Partimos con una tortilla de papas y cebolla ($4.900) más una copa de cerveza ($2.500) y una sidra ($3.600). Para mi sorpresa me preguntaron el punto en que quería la tortilla, a lo que no dudé en pedirla poco hecha. Y así fue que llegó después de algún rato. Doradita por fuera pero babosa por dentro, bien jugosa. Además, acompañada de dos muy ricas tostadas de pan con tomate. La verdad es que el inicio no podía haber estado mejor. Siguiendo con preparaciones de bar español pedimos unos calamares a la romana ($5.200), que tardaron lo justo y llegaron recién fritos y en cantidad abundante, acompañados de una salsa tártara que si no era de esas que venden en el supermercado, al menos estaba igual de sosa. ¿Los calamares? De fritura perfecta aunque un pelín salados, pero con el toquecito de tártara y limón pasaban bien.

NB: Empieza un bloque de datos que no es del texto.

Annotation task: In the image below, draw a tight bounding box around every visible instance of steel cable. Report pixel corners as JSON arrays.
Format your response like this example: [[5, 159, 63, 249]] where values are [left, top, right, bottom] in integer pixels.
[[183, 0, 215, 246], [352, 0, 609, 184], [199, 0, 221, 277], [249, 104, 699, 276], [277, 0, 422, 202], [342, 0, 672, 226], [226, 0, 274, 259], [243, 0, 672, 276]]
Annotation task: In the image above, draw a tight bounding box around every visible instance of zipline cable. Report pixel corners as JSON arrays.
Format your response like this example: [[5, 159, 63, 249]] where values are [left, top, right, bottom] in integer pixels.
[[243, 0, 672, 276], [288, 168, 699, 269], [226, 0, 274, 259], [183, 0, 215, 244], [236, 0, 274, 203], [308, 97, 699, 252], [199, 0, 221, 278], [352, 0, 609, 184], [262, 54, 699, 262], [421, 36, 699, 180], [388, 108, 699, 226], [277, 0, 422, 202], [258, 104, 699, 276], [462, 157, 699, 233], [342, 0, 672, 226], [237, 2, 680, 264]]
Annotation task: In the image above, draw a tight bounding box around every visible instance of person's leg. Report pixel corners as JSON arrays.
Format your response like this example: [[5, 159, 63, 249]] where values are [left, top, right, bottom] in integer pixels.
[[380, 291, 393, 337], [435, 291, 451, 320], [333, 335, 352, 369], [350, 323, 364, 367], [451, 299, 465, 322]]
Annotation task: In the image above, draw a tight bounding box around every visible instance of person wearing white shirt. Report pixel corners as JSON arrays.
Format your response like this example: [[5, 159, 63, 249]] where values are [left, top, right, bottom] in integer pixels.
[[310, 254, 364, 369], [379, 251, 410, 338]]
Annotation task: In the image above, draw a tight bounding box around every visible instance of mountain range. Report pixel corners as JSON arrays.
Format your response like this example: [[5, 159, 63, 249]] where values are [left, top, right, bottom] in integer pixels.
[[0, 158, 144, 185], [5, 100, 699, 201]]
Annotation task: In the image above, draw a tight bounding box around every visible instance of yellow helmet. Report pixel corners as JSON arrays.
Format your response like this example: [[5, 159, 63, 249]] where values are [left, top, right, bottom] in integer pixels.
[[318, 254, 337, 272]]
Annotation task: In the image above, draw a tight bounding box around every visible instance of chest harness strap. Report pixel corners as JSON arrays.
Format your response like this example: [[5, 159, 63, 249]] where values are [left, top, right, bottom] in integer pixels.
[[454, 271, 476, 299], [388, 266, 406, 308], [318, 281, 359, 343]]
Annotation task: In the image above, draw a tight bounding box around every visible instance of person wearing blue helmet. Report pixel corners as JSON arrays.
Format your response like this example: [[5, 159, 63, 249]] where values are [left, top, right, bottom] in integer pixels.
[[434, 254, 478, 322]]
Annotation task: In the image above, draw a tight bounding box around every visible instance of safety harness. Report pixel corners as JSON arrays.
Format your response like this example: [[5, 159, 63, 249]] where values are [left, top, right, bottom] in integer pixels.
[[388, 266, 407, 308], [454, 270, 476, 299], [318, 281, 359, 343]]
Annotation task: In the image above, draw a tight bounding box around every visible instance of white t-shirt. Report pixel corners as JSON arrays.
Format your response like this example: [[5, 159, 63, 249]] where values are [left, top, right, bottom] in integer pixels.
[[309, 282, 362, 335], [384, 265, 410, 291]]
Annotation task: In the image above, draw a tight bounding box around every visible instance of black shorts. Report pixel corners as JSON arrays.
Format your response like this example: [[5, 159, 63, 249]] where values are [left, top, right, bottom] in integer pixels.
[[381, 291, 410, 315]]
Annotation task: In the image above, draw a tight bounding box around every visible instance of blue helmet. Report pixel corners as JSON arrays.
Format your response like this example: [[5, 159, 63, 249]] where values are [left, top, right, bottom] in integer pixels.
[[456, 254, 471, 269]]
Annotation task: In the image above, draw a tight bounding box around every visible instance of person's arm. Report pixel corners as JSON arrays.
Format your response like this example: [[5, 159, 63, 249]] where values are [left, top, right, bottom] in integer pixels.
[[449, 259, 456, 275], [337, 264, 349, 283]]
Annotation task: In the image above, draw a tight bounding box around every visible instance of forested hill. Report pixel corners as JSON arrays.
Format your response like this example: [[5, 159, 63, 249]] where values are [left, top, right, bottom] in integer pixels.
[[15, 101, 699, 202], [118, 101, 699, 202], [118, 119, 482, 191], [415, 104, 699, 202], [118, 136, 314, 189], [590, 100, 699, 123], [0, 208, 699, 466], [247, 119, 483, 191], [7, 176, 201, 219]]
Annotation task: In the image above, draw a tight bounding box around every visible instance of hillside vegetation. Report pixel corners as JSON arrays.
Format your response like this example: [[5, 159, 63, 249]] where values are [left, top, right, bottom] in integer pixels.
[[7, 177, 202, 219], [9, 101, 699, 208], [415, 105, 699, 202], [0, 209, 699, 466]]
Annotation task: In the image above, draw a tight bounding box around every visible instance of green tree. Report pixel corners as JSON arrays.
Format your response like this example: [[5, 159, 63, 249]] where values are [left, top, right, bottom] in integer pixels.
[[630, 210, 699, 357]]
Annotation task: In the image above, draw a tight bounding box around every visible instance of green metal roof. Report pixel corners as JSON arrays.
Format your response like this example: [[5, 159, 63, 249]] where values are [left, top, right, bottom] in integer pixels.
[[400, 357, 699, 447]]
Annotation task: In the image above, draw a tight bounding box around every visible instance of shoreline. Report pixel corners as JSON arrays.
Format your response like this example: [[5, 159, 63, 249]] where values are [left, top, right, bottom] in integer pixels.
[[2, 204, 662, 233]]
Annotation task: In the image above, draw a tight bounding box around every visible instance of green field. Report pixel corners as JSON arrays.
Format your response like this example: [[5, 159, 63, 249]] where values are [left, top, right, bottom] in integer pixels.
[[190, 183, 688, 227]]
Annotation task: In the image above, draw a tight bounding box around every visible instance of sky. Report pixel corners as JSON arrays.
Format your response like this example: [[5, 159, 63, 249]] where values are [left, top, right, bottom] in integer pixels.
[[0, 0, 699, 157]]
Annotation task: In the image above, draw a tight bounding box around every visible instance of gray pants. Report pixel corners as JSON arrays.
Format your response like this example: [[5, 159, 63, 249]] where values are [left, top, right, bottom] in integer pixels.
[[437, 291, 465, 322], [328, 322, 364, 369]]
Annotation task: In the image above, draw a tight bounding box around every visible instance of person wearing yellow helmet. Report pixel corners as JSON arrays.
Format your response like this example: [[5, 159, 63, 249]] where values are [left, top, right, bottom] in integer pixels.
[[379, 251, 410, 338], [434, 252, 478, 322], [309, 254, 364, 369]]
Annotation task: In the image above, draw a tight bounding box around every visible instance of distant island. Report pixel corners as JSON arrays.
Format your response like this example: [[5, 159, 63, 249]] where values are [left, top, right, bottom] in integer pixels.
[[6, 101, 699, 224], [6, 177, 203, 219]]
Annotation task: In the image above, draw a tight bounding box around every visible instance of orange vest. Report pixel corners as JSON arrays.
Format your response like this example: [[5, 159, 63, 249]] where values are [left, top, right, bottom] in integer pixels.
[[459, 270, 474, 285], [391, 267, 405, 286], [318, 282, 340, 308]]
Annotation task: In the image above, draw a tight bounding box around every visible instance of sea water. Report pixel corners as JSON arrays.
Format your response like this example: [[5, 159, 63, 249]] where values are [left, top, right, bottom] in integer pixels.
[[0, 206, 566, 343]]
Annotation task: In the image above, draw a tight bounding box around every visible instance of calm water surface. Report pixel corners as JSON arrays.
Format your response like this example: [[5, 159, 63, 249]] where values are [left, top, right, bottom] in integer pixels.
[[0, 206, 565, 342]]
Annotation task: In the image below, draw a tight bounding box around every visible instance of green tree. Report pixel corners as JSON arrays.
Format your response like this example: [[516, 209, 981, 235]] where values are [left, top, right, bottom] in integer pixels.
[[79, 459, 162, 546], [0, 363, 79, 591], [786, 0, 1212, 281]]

Hicimos un esfuerzo y seguimos probando. Esta vez, la prueba de fuego de este tipo de bares: sus croquetas rellenas de jamón serrano ($4.600), las que tras un par de enredos con el pedido llegaron a la mesa -cuatro unidades más bien medianas- junto a dos copas más de cerveza. Otra vez, muy buena fritura y un interior cremosito, con una buena cantidad de taquitos de jamón. Estaban buenas, pero les faltaba algo más de picardía. No me queda claro si sal o un aceite no tan nuevo, pero me quedé corto con el sabor. Aún así, el saldo fue positivo.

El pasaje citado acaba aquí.